MPs angry at 'retrospective' loan charge

22 Nov 2018

MPs from across the political spectrum channelled the anger and distress of constituents affected by the ‘2019 loan charge’, during a 90 minute debate in Westminster Hall on Tuesday, and argued the government’s efforts should be focused on those who had enabled and promoted loan schemes rather than their often unwitting clients.

The loan charge was announced at the 2016 Budget and passed into law in the Finance (No. 2) Act 2017. It aims to ensure that users of tax avoidance schemes which disguise income as a loan pay their share of tax. It does this by adding together all outstanding loans and taxing them as income in a single year.

The government says the schemes affected by the 2019 loan charge were never legal. That is disputed by those affected by the charge and their allies, who have mounted a campaign against it as the Loan Charge Action Group (LCAG). More than 100 MPs have signed an early day motion calling on the government to significantly revise this piece of legislation. 

The debate

Backbench MPs

The debate was obtained by Conservative MP, and former minister, Steve Baker. Baker said that he objects to the loan charge because it is retrospective legislation that undermines the rule of law. He argued that it breached the Chancellor’s own statement in 2005 that a taxpayer should be entitled to know with certainty what he may or may not do in planning his tax affairs.

Retrospectively taxing something that was technically allowed at the time, is unfair, said Baker. He placed the blame on the promoters of these schemes. He contrasted HMRC’s impact assessment of the measure, which said ‘this package is not expected to have a material impact on family formation, stability or breakdown’, with the LCAG saying that the human impact of receiving a bill for up to 10 years’ worth of tax will have a ‘catastrophic effect’.
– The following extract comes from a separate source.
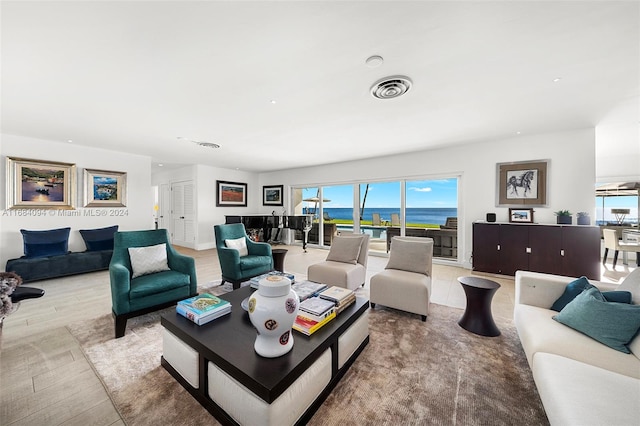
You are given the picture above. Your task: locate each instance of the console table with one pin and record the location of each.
(217, 364)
A Freedom of Information request revealed that HMRC has issued about 23,000 loan charge awareness letters, which were only issued from the second quarter of 2018. HMRC says that 50,000 individuals may be affected, so many will be unaware of the impending charge, Baker said. The LCAG suggests that historical users of schemes who left many years ago are probably completely ignorant of this new legislation and will only hear of it after receiving a large bill some time in 2020. This is a ‘dreadful risk that the government should forestall’.

The MP recommended that there should be a legally mandated text accompanying every advertisement of a DOTAS-registered scheme that explains that the purpose of registration is to enable HMRC to identify tax liabilities and to recover them when such schemes are proven not to work. It does not imply any kind of legitimacy, and registration with HMRC is not for the purpose of endorsing the schemes.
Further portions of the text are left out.